NOW Is the Time! REPARATIONS

Reparations are a way of making the country whole, by partially remedying the inherited inequalities that still plague African Americans in this country and in our city.

The victims of gross violations of international human rights law and serious violations of international humanitarian law have the right to a remedy. Remedies that bring with it a public apology, including acknowledgement of the facts and acceptance of responsibility.

Victims are defined as “persons who individually or collectively suffered harm” as well as “the immediate family or dependents of the direct victim.” Thus, evolving international law requires apologies to victims and their direct family members for gross violations of their human rights.

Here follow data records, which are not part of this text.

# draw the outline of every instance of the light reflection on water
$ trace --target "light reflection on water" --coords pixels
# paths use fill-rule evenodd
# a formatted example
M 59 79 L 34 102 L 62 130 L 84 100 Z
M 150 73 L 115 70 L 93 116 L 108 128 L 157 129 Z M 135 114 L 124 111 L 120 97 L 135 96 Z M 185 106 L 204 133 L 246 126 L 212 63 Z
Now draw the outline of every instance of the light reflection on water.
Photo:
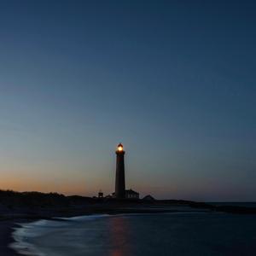
M 15 250 L 33 256 L 253 255 L 256 216 L 90 216 L 24 224 L 14 236 Z

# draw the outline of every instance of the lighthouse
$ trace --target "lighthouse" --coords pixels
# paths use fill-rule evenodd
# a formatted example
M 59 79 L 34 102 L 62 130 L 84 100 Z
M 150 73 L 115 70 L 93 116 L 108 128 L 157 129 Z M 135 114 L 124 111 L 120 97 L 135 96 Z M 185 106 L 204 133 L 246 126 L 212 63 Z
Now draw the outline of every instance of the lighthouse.
M 116 173 L 115 173 L 115 192 L 116 198 L 125 198 L 125 150 L 119 143 L 116 153 Z

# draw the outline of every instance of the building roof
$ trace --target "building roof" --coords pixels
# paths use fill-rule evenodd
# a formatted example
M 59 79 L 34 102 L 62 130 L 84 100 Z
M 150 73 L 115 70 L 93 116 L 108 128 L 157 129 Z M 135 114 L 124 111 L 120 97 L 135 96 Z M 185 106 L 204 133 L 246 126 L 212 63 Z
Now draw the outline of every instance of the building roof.
M 132 190 L 132 189 L 131 189 L 125 190 L 125 193 L 139 195 L 139 193 L 137 193 L 137 192 L 136 192 L 136 191 L 134 191 L 134 190 Z
M 155 199 L 151 195 L 148 195 L 143 198 L 143 200 L 147 200 L 147 201 L 154 201 Z

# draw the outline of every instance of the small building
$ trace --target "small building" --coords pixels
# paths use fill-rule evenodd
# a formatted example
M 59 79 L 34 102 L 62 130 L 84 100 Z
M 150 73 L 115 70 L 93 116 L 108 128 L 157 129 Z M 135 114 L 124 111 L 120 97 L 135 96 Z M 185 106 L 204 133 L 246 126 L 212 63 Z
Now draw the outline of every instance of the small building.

The Idea of the American Dream

Central to the idea of the American Dream lies an assumption that we all have an equal opportunity to generate the kind of wealth that brings meaning to the words “life, liberty and the pursuit of happiness,” boldly penned in the Declaration of Independence. The American Dream portends that with hard work, a person can own a home, start a business, and grow a nest egg for generations to draw upon. This belief, however, has been defied repeatedly by the government’s own decrees that denied wealth-building opportunities to Black Americans.

Today, the average white family has roughly 10 times the amount of wealth as the average Black family. White college graduates have over 7 times more wealth than Black college graduates. Making the American Dream an equitable reality demands the same systems that denied wealth to Blacks restore that deferred wealth through reparations to their descendants in ways that will close the Black-white racial divide. Reparations should come in the form of wealth-building opportunities that address racial disparities in education, housing, and business ownership.

We Have Yet to Be Compensated

The Governmental system; National, state and local; has yet to compensate descendants of enslaved Black Americans for their labor. Nor have those government systems atoned for the lost equity from anti-Black housing, transportation, and business policies. Slavery, Jim Crow segregation, anti-Black practices like redlining, and other discriminatory public policies in criminal justice and education have robbed Black Americans of the opportunities to build wealth (defined as assets minus debt) afforded to their white peers.

A Lingering Legacy

Given the lingering legacy of slavery on the racial wealth gap, the monetary value we know that was placed on enslaved Blacks, the fact that other groups have received reparations, and the fact that Blacks were originally awarded reparations only to have them rescinded provide overwhelming evidence that it is time to pay reparations to the descendants of enslaved Blacks.

The moral justification for reparations stands on its own.